It’s clear that in such a system, the ‘weak point’ would be the people in control of the private key.
If the AI is out of the box, I don’t think humans are the weak point.
Humans physically do something when they reward the AI. To get a reward, the AI has only to figure out what the humans would physically do and mimic that itself. If the human reward the AI by pressing a big red button, then the AI can just kill the human and press the big red button itself. It wouldn’t matter if the big red button uses 512 bit elliptic curve cryptography—the AI just has to find a paperweight and put it on the button.
If humans can perform RSA encryption#Encryption) silently in their heads, then you might be on to something. A human could memorize a private key and produce a cryptographically signed reward for the AI when the human deemed the AI worthy. The AI would not know the private key, would not be able to produce signed rewards, and would not be able to mimic humans. This setup works because it is cryptographically difficult to mimic a human doing RSA. But if the human did not perform the cryptography silently in their head, it would not be cryptographically difficult to mimic their rewarding behavior.
But I doubt that humans could perform RSA or elliptic curve cryptography mentally. Unless humans can compute trapdoor functions silently in their head, I don’t see how public key cryptography could buy you anything over a reward-button.
For the same reason that Linus Torvalds is not able to hack every single Linux system in existence, it is reasonable to assume that the probability of ‘backdoor’-type attacks could be reduced or eliminated.
If you’re not talking about a back door, then I’m not sure what you’re trying to say here. Are you implying that the AI will find the ‘reward producing machine’ and somehow use it to produce rewards? It doesn’t work that way because the machine would still need the key to produce a cryptographically-valid reward, and the key would not be stored on the machine. That’s the whole point of using cryptography. For instance, you could do something like http://en.wikipedia.org/wiki/Secret_sharing where the key is divided among several participants and never actually assembled in one place.
Of course any cryptography system has vulnerabilities. The point is not to build a 100% secure system. The point is to make it so that attempting to hack the system has less expected utility than simply doing what the humans say. And if that fails, then the AI will attempt to hack the system using its weakest point: the people controlling the key. Hence my question.
If you’re not talking about a back door, then I’m not sure what you’re trying to say here.
Yeah, we’re talking past each other. I think I understand what you’re saying, and I’ll try to rephrase what I’m saying.
The AI is out. It is free to manipulate the world at its will. Sensors are everywhere. The AI can hear every word you say, feel every keystroke you make, and see everything you see. The only secrets left are the ones in your head.
How do humans reward the AI? You say “cryptographically”, but cryptography requires difficult arithmetic. How do you perform difficult arithmetic on a secret that can’t leave your head?

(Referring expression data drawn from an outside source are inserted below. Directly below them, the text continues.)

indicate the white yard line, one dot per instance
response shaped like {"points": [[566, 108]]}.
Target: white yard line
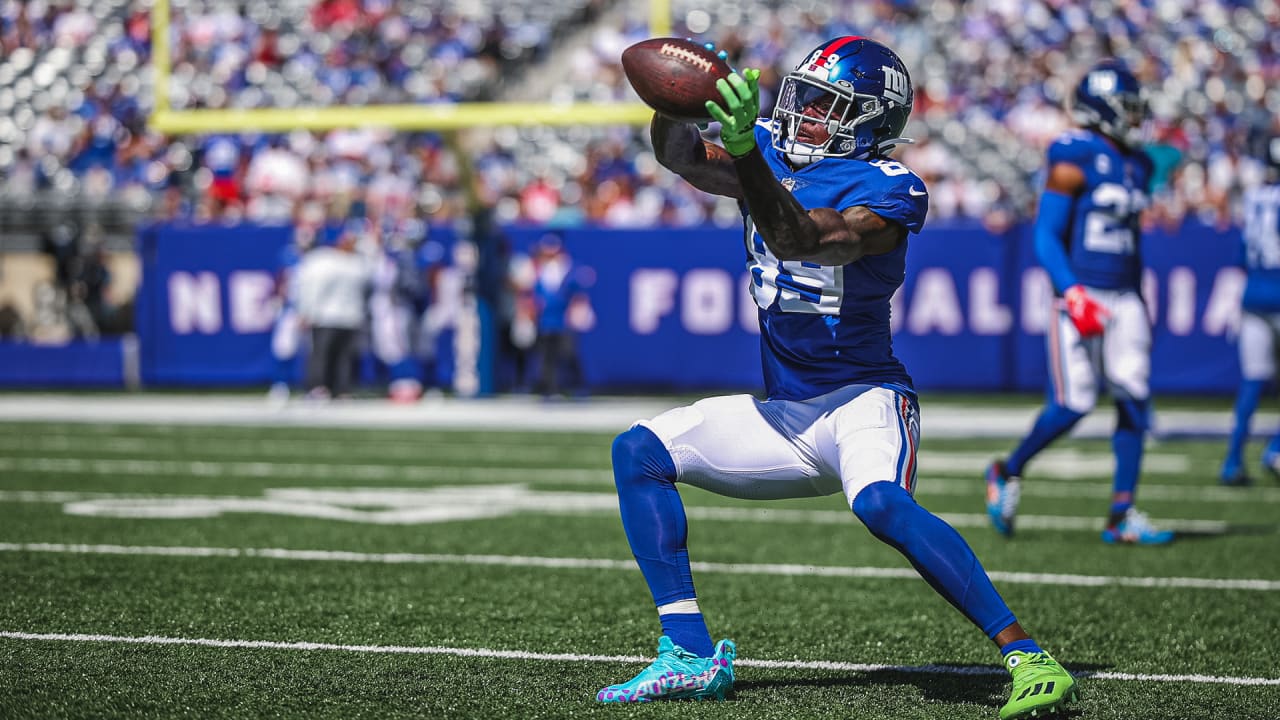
{"points": [[365, 502], [366, 472], [620, 659], [1060, 579], [595, 414], [1059, 464]]}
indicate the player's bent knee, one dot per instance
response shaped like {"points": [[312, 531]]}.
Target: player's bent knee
{"points": [[878, 505], [639, 455]]}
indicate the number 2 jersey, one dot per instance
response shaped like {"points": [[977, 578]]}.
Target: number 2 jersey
{"points": [[827, 327], [1105, 236]]}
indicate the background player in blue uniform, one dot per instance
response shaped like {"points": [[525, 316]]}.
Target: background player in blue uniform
{"points": [[826, 218], [1260, 314], [1089, 240]]}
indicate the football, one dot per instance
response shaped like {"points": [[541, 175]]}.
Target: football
{"points": [[675, 77]]}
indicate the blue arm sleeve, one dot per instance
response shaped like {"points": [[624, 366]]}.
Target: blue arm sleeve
{"points": [[1051, 223]]}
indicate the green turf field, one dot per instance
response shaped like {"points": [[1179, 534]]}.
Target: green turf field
{"points": [[233, 572]]}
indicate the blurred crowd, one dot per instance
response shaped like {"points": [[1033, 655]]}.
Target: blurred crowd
{"points": [[76, 89]]}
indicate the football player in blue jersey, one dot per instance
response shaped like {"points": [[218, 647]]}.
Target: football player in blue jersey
{"points": [[1089, 241], [1260, 314], [827, 215]]}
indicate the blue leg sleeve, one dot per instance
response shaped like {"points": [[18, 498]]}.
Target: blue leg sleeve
{"points": [[942, 557], [1246, 404], [1133, 418], [1052, 423], [653, 518]]}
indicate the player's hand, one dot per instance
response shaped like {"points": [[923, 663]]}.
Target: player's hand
{"points": [[1086, 313], [741, 94]]}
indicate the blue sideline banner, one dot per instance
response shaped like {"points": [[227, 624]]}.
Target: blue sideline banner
{"points": [[205, 308], [672, 309]]}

Too many assumptions are being made here. What is the basis for believing the AI will have sensors everywhere, especially while it’s still under human control? And if it has the ability to put clandestine sensors in even the most secure locations, why couldn’t it plant clandestince brain implants in the people controlling the key?
If the AI is out of the box, I don’t think humans are the weak point.
Humans physically do something when they reward the AI. To get a reward, the AI has only to figure out what the humans would physically do and mimic that itself. If the human reward the AI by pressing a big red button, then the AI can just kill the human and press the big red button itself. It wouldn’t matter if the big red button uses 512 bit elliptic curve cryptography—the AI just has to find a paperweight and put it on the button.
If humans can perform RSA encryption#Encryption) silently in their heads, then you might be on to something. A human could memorize a private key and produce a cryptographically signed reward for the AI when the human deemed the AI worthy. The AI would not know the private key, would not be able to produce signed rewards, and would not be able to mimic humans. This setup works because it is cryptographically difficult to mimic a human doing RSA. But if the human did not perform the cryptography silently in their head, it would not be cryptographically difficult to mimic their rewarding behavior.
But I doubt that humans could perform RSA or elliptic curve cryptography mentally. Unless humans can compute trapdoor functions silently in their head, I don’t see how public key cryptography could buy you anything over a reward-button.
For the same reason that Linus Torvalds is not able to hack every single Linux system in existence, it is reasonable to assume that the probability of ‘backdoor’-type attacks could be reduced or eliminated.
If you’re not talking about a back door, then I’m not sure what you’re trying to say here. Are you implying that the AI will find the ‘reward producing machine’ and somehow use it to produce rewards? It doesn’t work that way because the machine would still need the key to produce a cryptographically-valid reward, and the key would not be stored on the machine. That’s the whole point of using cryptography. For instance, you could do something like http://en.wikipedia.org/wiki/Secret_sharing where the key is divided among several participants and never actually assembled in one place.
Of course any cryptography system has vulnerabilities. The point is not to build a 100% secure system. The point is to make it so that attempting to hack the system has less expected utility than simply doing what the humans say. And if that fails, then the AI will attempt to hack the system using its weakest point: the people controlling the key. Hence my question.
Yeah, we’re talking past each other. I think I understand what you’re saying, and I’ll try to rephrase what I’m saying.
The AI is out. It is free to manipulate the world at its will. Sensors are everywhere. The AI can hear every word you say, feel every keystroke you make, and see everything you see. The only secrets left are the ones in your head.
How do humans reward the AI? You say “cryptographically”, but cryptography requires difficult arithmetic. How do you perform difficult arithmetic on a secret that can’t leave your head?
Too many assumptions are being made here. What is the basis for believing the AI will have sensors everywhere, especially while it’s still under human control? And if it has the ability to put clandestine sensors in even the most secure locations, why couldn’t it plant clandestince brain implants in the people controlling the key?